Perception Neuroscience’s lead development product is the glutamatergic modulator R-ketamine (PCN-101), a single isomer of ketamine. R-ketamine belongs to a new generation of compounds with the potential for rapid acting antidepressant (RAAD) activity. Most of the currently FDA-approved antidepressant therapies often take weeks to achieve maximal effectiveness.

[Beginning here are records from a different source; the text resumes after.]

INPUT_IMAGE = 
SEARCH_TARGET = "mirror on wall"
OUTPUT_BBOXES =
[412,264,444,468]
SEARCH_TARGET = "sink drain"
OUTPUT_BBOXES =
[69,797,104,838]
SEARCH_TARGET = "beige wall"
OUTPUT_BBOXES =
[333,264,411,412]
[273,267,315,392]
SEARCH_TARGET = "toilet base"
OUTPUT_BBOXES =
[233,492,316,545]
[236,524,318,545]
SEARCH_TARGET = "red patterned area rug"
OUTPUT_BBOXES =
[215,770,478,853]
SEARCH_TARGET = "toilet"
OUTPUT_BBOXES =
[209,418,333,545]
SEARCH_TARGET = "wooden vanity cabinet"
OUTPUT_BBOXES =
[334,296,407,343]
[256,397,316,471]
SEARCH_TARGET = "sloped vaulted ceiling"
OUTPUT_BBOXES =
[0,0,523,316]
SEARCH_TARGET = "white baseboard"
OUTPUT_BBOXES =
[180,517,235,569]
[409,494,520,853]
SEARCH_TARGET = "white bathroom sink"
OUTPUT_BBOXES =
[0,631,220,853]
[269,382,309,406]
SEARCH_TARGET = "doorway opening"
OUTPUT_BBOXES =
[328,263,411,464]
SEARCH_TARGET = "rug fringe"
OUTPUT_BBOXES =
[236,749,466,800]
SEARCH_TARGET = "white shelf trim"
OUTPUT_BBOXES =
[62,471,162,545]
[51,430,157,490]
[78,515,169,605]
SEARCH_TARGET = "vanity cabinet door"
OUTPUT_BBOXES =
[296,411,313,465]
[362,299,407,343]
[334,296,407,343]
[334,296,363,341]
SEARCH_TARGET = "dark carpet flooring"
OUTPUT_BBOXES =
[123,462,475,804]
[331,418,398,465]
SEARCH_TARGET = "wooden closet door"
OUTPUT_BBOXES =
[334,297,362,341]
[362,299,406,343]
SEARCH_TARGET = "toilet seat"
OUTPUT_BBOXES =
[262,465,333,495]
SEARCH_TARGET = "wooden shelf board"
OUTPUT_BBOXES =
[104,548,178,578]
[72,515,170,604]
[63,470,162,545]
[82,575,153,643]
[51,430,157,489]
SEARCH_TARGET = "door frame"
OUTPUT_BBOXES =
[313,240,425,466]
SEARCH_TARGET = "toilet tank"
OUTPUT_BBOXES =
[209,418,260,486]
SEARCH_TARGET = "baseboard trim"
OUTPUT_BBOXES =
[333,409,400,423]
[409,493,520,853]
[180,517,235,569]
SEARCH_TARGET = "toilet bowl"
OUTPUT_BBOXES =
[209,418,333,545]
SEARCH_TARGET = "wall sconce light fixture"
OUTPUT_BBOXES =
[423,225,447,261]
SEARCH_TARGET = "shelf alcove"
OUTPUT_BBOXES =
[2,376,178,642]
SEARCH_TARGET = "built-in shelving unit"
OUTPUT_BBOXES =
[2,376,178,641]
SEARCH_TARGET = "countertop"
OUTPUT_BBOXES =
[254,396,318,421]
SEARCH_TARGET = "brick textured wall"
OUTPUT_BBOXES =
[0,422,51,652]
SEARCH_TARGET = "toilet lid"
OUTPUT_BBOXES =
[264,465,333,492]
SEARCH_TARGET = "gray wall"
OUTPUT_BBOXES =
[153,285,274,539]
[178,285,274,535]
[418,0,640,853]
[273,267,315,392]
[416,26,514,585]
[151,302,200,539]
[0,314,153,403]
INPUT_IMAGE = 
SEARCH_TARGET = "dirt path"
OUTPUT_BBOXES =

A phase 2a Proof-of-Concept clinical trial of this exciting compound is currently ongoing.

Background 

Ketamine is a 50:50 mix of R-ketamine and S-ketamine (esketamine), two mirror image molecules (stereoisomers or enantiomers). Ketamine was approved in the US as a general anesthetic in 1970 and has seen wide use in this indication since then.

The first placebo-controlled study suggesting ketamine has antidepressant effects was reported in 2000. A single sub-anesthetic dose of ketamine given via intravenous infusion induced a rapid antidepressant response in patients. Since then, ketamine has been used off-label as a treatment for patients with poor response to antidepressants. By contrast, other antidepressants such as selective serotonin reuptake inhibitors, selective noradrenergic reuptake inhibitors, and tricyclic antidepressants, generally have high rates of non-response and may take several weeks for therapeutic benefits to become apparent. 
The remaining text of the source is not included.